If you want to develop a new digital insurance product, it shouldn’t take dozens of months, suggests Philippe Lafreniere, chief growth officer of Slice Labs Inc.

“We said, ‘can we take a hackathon approach and use it to launch insurance products and reinvent the traditional model of taking 18 months to launch a product,” Lafreniere said during a recent interview at Slice Labs’ launch studio in Toronto.

Slice Labs is The Co-operators’ technology partner for duuo, which uses Slice Labs’ Insurance Cloud Services to let home-share customers buy insurance over the Internet.

Headquartered in New York City, Slice Labs is an insurtech with a research and development centre in Ottawa.

It also has about nine people working in the Toronto launch studio, Lafreniere said.

“It’s at the centre of financial markets of Canada so it makes a lot of sense.”

The launch studio is where Slice Labs meets with customers to work on product development using the “hackathon” approach. This does not involve actually hacking into computer systems. Instead, it is loosely based on the concept of computer experts trying to solve a problem in 24 hours.

“Basically we can do a workshop with the right stakeholders on the Slice side and the customer side and really define a product in one day,” he said. This includes how the insurance product will be priced and how the customer interacts with the insurer to buy the product and make a claim.

Lafreniere has been in the insurance industry for 26 years. He previously worked as an agent for Belair and also for The Personal, which have since been bought by Intact and Desjardins respectively.

His experience as an agent and a customer helped shape the way Slice develops products.  One aim is to get away from having dozens of questions on an application.

Several times a day, Lafreniere used to ask prospective property insurance customers questions like how close they live to the nearest fire station.

“I actually do not know how many kilometres the fire station is from my house and I live in suburban Toronto. I cannot say what the pitch of my roof is or what material the shingles are.”

Slice has similar experience buying its own cyber insurance policy.

“It took us somewhere in the neighbourhood of 30 days, for Slice as a comapny, to buy the cyber insurance that we needed as a company.

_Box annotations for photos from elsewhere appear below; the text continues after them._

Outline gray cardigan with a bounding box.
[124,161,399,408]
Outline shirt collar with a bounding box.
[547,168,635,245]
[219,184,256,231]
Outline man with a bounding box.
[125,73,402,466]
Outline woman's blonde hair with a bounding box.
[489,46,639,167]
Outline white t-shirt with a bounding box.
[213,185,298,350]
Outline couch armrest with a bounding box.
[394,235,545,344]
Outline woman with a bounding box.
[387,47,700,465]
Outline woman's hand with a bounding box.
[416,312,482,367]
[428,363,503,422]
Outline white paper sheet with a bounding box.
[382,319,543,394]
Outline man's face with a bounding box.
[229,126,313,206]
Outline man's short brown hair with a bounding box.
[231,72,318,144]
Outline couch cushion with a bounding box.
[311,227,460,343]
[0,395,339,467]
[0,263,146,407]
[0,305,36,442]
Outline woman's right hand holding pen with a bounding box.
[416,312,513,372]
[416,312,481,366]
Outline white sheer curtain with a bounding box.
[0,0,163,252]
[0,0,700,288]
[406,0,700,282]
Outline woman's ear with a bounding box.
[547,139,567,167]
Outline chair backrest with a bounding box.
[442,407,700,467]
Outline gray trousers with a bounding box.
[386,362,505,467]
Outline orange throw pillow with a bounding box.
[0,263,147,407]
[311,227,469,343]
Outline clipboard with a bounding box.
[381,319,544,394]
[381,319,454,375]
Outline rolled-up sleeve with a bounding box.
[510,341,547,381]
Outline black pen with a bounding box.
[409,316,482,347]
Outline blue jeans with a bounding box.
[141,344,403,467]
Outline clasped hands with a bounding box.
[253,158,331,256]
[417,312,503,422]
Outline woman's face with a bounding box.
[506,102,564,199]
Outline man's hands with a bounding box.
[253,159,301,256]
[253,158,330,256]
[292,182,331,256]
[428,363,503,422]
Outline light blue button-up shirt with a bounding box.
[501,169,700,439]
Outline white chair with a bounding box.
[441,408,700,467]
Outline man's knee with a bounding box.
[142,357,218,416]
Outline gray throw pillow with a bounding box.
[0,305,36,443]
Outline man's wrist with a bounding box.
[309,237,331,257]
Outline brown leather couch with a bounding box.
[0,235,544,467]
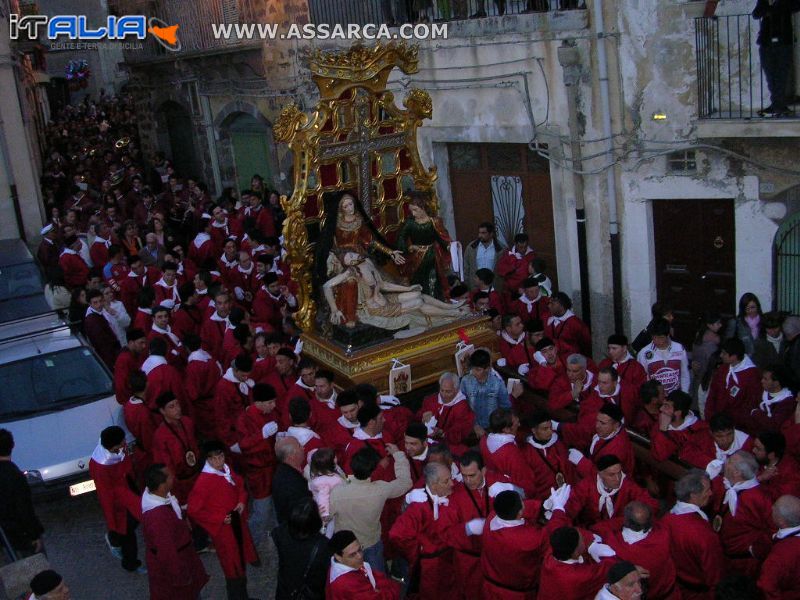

We have been highly motivated to change that experience for our customers.”

Slice announced in 2018 that AXA-XL is using Slice’s cloud platform to sell cyber policies to small and mid-sized clients in the United States.

“We have three underwriting questions and in under two minutes, you have a policy,” Lafreniere said of the cyber policy that AXA-XL provides in the U.S. “It’s easy to read, it’s written in English and it takes about eight minutes to read end to end.”